Wednesday

The 75 page dilemma

Okay, so you have reached about the 75th page of your screenplay. A typical screenplay, and therefore a movie you watch, will always (if you don’t believe me, watch any movie) makes a complete turn at the midpoint (half way). This, depending on the number of pages of your screenplay, is where the story makes a 180 degree turn. Everything that has happened before this moment is just a false victory or a false defeat for your antagonist. He or she has entered a whole new set of problems he/she has to deal with.
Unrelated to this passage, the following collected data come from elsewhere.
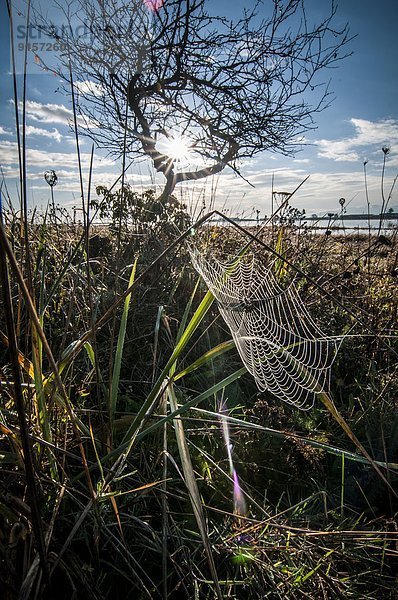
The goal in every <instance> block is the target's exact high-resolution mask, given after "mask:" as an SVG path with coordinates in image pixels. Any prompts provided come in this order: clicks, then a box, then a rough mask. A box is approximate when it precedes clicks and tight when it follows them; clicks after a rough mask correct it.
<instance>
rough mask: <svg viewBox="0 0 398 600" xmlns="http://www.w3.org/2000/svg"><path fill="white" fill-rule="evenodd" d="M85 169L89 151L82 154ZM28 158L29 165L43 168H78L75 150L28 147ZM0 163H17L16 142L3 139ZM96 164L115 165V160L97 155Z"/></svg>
mask: <svg viewBox="0 0 398 600" xmlns="http://www.w3.org/2000/svg"><path fill="white" fill-rule="evenodd" d="M80 157H81V161H82V167H83V169H86V170H87V169H88V167H89V165H90V158H91V155H90V153H89V152H83V153H82V154H81V155H80ZM27 159H28V166H29V167H36V168H40V169H42V170H44V171H45V170H47V169H55V170H57V169H58V168H67V169H68V168H72V169H77V159H76V153H75V152H69V153H68V152H52V151H48V152H47V151H46V150H38V149H34V148H28V151H27ZM0 163H1V164H5V165H16V164H17V163H18V147H17V144H16V142H9V141H7V140H2V141H1V142H0ZM94 164H95V167H96V168H100V167H101V168H102V167H104V166H111V165H114V161H113V160H112V159H109V158H100V157H95V160H94Z"/></svg>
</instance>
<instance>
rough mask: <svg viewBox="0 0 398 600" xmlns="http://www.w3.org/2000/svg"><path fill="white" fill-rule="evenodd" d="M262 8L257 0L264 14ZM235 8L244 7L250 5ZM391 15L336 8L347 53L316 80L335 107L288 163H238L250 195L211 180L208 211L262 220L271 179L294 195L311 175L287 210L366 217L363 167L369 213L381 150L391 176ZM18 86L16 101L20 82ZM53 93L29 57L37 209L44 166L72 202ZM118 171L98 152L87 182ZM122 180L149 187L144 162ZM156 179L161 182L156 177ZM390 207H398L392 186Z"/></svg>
mask: <svg viewBox="0 0 398 600" xmlns="http://www.w3.org/2000/svg"><path fill="white" fill-rule="evenodd" d="M269 2H270V0H264V7H265V6H266V5H267V3H269ZM13 5H14V7H16V9H18V8H20V9H22V10H23V7H24V3H23V2H22V0H15V1H14V3H13ZM231 5H232V3H231V2H230V1H227V0H209V2H208V6H209V11H210V12H212V13H214V14H224V15H227V16H230V17H234V16H235V15H234V12H236V8H232V9H231ZM240 5H241V7H242V6H250V5H251V2H247V1H246V2H243V3H240ZM306 5H307V11H308V14H309V15H310V17H311V18H314V19H315V18H317V17H318V15H321V14H322V13H323V14H325V13H326V12H327V10H328V6H329V2H328V0H308V1H307V2H306ZM231 10H232V11H233V12H232V13H231ZM264 10H265V8H264ZM323 11H325V12H323ZM1 13H2V14H1V18H0V39H1V40H2V42H1V46H2V48H1V50H2V56H3V60H2V64H1V77H0V102H1V110H0V163H1V165H2V168H3V171H4V174H5V178H6V181H7V186H8V188H9V190H10V192H11V194H12V195H13V196H14V197H15V198H16V197H17V191H16V176H17V162H16V156H17V153H16V138H15V125H14V106H13V104H12V101H11V100H12V78H11V76H10V60H9V33H8V18H7V11H6V3H5V0H3V2H2V4H1ZM397 17H398V6H397V3H396V0H379V1H378V2H375V1H374V0H340V1H339V2H338V13H337V17H336V24H337V25H338V24H343V23H345V22H348V23H349V25H350V30H351V33H352V34H353V35H356V36H357V37H356V38H355V39H354V40H353V41H352V42H351V44H350V48H349V49H350V50H352V51H353V55H352V56H350V57H348V58H347V59H346V60H345V61H344V62H342V63H341V64H340V66H339V67H338V68H337V69H333V70H330V71H328V72H327V73H325V76H324V78H325V79H329V78H330V79H331V90H332V91H333V92H334V95H335V99H334V102H333V103H332V105H331V106H330V107H329V108H328V109H327V110H326V111H325V112H323V113H321V114H318V115H317V116H316V123H317V129H316V130H315V131H313V132H311V133H310V134H309V135H308V136H307V142H308V144H309V145H307V146H306V147H305V148H304V149H303V150H302V151H301V152H299V153H297V155H296V156H295V157H293V158H286V157H281V156H277V155H273V154H269V153H264V154H262V155H261V156H259V157H257V158H256V159H254V160H252V161H250V162H248V163H247V164H245V165H243V168H242V173H243V175H244V176H245V177H246V178H247V179H249V181H250V182H251V183H252V184H253V185H254V186H255V187H254V188H253V187H251V186H249V185H248V184H247V183H245V182H244V181H243V180H241V179H239V178H237V177H236V176H235V175H234V174H233V173H232V172H231V171H230V170H225V171H224V172H223V174H222V175H221V176H220V177H219V178H218V179H217V182H216V204H217V205H218V206H219V207H223V206H228V207H229V209H230V210H231V212H232V213H238V212H240V211H249V210H250V209H251V208H252V207H254V208H256V209H259V210H260V212H261V213H262V214H269V210H270V198H271V181H272V177H274V189H275V190H281V191H292V190H293V189H294V188H295V187H296V186H297V184H298V183H300V181H302V180H303V179H304V178H305V177H306V176H307V175H310V178H309V180H308V182H307V183H306V184H305V185H304V186H303V187H302V188H301V189H300V191H299V193H298V194H297V195H296V196H295V201H294V204H295V206H297V207H298V208H300V209H301V208H305V209H306V211H307V213H312V212H317V213H321V212H328V211H330V210H333V211H337V209H338V200H339V198H340V197H345V198H346V204H347V206H348V211H349V212H356V211H360V212H364V211H365V210H366V197H365V191H364V177H363V162H364V160H367V161H368V163H367V173H368V184H369V193H370V201H371V206H372V210H373V211H374V212H377V210H378V208H379V207H380V204H381V194H380V177H381V168H382V162H383V153H382V150H381V148H382V146H390V147H391V152H390V154H389V155H388V161H387V168H386V178H385V181H386V186H385V187H386V190H387V192H388V190H389V187H390V186H391V184H392V182H393V179H394V177H395V175H396V174H397V172H398V102H397V100H398V56H397V54H398V53H397V44H396V28H397V22H398V19H397ZM17 41H18V40H17ZM18 84H19V85H20V91H19V94H20V95H21V90H22V87H21V84H22V77H21V76H19V77H18ZM57 88H59V81H58V78H57V77H56V76H54V75H51V74H49V73H44V72H43V71H41V70H39V68H38V67H37V66H36V65H35V64H34V62H33V60H32V58H31V60H30V64H29V70H28V92H27V105H26V106H27V134H28V135H27V141H28V148H29V150H28V170H29V203H30V205H31V206H39V207H44V206H45V204H46V202H47V201H48V197H49V188H48V186H47V184H46V183H45V182H44V179H43V172H44V171H46V170H48V169H55V170H56V171H57V174H58V177H59V182H58V185H57V187H56V189H55V192H56V199H57V201H58V202H60V203H62V204H63V205H65V206H68V207H71V206H73V205H77V204H79V184H78V180H77V169H76V152H75V146H74V136H73V134H72V132H71V131H70V130H69V129H68V120H70V118H71V116H72V113H71V107H70V103H69V100H68V99H67V98H66V97H64V96H63V95H62V94H61V93H60V92H59V90H58V89H57ZM20 97H21V96H20ZM81 141H82V147H81V151H82V159H83V169H84V171H85V173H87V170H88V164H89V155H90V151H91V141H90V140H88V139H87V140H83V139H82V140H81ZM119 173H120V165H118V164H117V163H115V161H114V160H113V159H111V158H109V157H106V156H105V155H104V154H101V153H100V152H96V155H95V169H94V178H93V180H94V185H97V184H110V183H112V182H113V180H114V179H115V178H116V177H117V175H118V174H119ZM155 179H156V178H155ZM129 181H130V182H131V184H132V185H135V186H137V189H142V188H145V187H147V186H149V185H151V184H152V182H153V181H154V174H153V172H152V169H151V167H150V165H149V164H146V163H145V162H140V163H139V164H138V165H136V167H135V168H134V169H133V170H132V171H131V172H130V174H129ZM158 181H159V183H160V182H161V179H159V180H158ZM214 185H215V184H214V182H210V181H208V182H207V183H206V185H205V184H202V183H200V184H198V183H197V184H196V185H195V188H193V189H192V187H191V188H190V189H187V190H186V192H187V194H188V195H189V197H191V198H192V200H193V201H194V198H195V197H196V196H197V195H198V194H199V193H202V192H203V190H205V193H206V194H207V198H208V199H209V198H210V195H211V190H212V189H214ZM390 206H392V207H394V208H396V209H398V186H397V191H396V192H394V193H393V195H392V198H391V203H390Z"/></svg>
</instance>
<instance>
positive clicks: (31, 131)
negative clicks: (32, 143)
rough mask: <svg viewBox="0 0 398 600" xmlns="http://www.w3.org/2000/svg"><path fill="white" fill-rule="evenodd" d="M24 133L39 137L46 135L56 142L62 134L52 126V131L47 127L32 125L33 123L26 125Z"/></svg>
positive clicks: (59, 137)
mask: <svg viewBox="0 0 398 600" xmlns="http://www.w3.org/2000/svg"><path fill="white" fill-rule="evenodd" d="M26 135H27V136H30V135H36V136H40V137H48V138H51V139H53V140H56V141H57V142H61V141H62V138H63V136H62V135H61V134H60V132H59V131H58V129H56V127H54V128H53V130H52V131H50V130H49V129H42V128H41V127H34V126H33V125H26Z"/></svg>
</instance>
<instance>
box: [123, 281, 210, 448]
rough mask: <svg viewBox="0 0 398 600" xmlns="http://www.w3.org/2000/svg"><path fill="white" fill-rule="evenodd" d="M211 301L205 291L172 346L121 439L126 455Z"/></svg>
mask: <svg viewBox="0 0 398 600" xmlns="http://www.w3.org/2000/svg"><path fill="white" fill-rule="evenodd" d="M213 301H214V297H213V294H212V293H211V292H207V293H206V295H205V296H204V298H203V300H202V302H201V303H200V304H199V306H198V308H197V309H196V311H195V313H194V314H193V316H192V318H191V320H190V322H189V324H188V326H187V328H186V329H185V331H184V333H183V334H182V335H181V338H180V340H179V342H178V343H177V344H176V347H175V348H174V350H173V352H172V355H171V356H170V358H169V360H168V361H167V364H166V366H165V367H164V369H163V371H162V372H161V374H160V376H159V378H158V379H157V381H156V383H155V385H154V387H153V388H152V391H151V392H150V394H149V395H148V397H147V398H146V400H145V402H144V403H143V405H142V406H141V408H140V410H139V411H138V413H137V415H136V417H135V419H134V421H133V422H132V424H131V425H130V427H129V429H128V431H127V433H126V435H125V437H124V439H123V442H122V444H123V443H124V442H128V445H127V451H126V454H127V455H128V454H129V453H130V451H131V448H132V446H133V444H134V441H135V438H136V435H137V433H138V431H139V430H140V428H141V427H142V423H143V421H144V419H145V415H146V413H147V412H148V410H149V409H150V408H151V407H152V405H153V403H154V402H155V400H156V398H157V397H158V395H159V392H160V390H161V388H162V386H164V385H165V382H166V381H167V378H168V376H169V373H170V371H171V369H172V367H173V365H174V363H175V362H176V360H177V359H178V358H179V357H180V356H181V353H182V352H183V351H184V349H185V347H186V345H187V344H188V342H189V340H190V339H191V337H192V336H193V335H194V333H195V331H196V330H197V328H198V326H199V324H200V323H201V321H202V320H203V318H204V317H205V315H206V313H207V311H208V310H209V308H210V306H211V305H212V303H213Z"/></svg>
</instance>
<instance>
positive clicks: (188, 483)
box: [168, 385, 223, 600]
mask: <svg viewBox="0 0 398 600" xmlns="http://www.w3.org/2000/svg"><path fill="white" fill-rule="evenodd" d="M168 396H169V401H170V407H171V410H172V411H173V412H175V411H176V410H177V408H178V404H177V398H176V396H175V392H174V387H173V385H170V387H169V388H168ZM174 429H175V433H176V439H177V446H178V452H179V454H180V459H181V465H182V471H183V473H184V479H185V485H186V486H187V489H188V492H189V498H190V500H191V504H192V509H193V512H194V515H195V519H196V522H197V524H198V528H199V532H200V535H201V538H202V541H203V546H204V548H205V552H206V556H207V561H208V563H209V568H210V572H211V575H212V577H213V581H214V585H215V591H216V594H217V598H219V600H222V598H223V595H222V592H221V588H220V584H219V581H218V577H217V571H216V566H215V563H214V558H213V553H212V550H211V545H210V540H209V536H208V533H207V525H206V519H205V516H204V512H203V506H202V500H201V497H200V493H199V488H198V483H197V481H196V477H195V473H194V470H193V466H192V461H191V455H190V453H189V449H188V444H187V440H186V437H185V431H184V425H183V423H182V421H181V419H174Z"/></svg>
Back to writing screenplays. Hours have been put into writing your script at this point. After hours spent thinking about and/or outlining, it turns to actually writing scenes on the page. Since the midpoint is half of your movie in your mind, this is the time, as a screenwriter, that is the toughest. You either know you have something and you go on with a big smile on your face, or you are contemplating that you have made a mistake even getting to this point. The problem in realizing you may have made a mistake is that you have already put several hours into writing actual scenes. If you are like me, instead of progressing the story, you go back and start re-writing. Re-writing at this stage can be brutal for spec screenwriter. If you spend hours tinkering with something you have already written, you may not truly believe you have a good story to tell. In a way you are trying to find answers for your story which means it might not be good enough. This can be really tough because spec screenwriters must be able to sell a script when he or she is done writing. Only a 10% of getting an actually movie or TV show put on screen is dependant on your quality of writing. If you don’t have it, you are dead.

A step back.

Stories, characters, scenes, or sequences of scenes go through my mind on an hourly basis. Everything I see and every person I have contact with is magnified. Even a mannerism someone makes will probably end up in a story I write. This being said, writers are quick to jump on something or someone, thinking they have a story to tell. Dozens of movies pop up in your mind. As a writer you have to explore everything. This means we start writing scenes and thinking about new screenplays on a weekly basis. When this happens those little fingers start a’typing or they start writing on anything that you can find. This pulls us away from the project you have already started.

The 75 page dilemma.

After all those things that go through your mind and with all of those stories you’ve started writing, you have to settle on a screenplay and go with it. Hours and weeks later you are at that 75th page knowing that if you go on you may not have a good story, but if you give up you’ve lost that time developing something you hope someone will buy.

Did I mention only 10% of getting your screenplay getting it on screen depends on the actually quality of your writing?

I believe in this story… I must go on.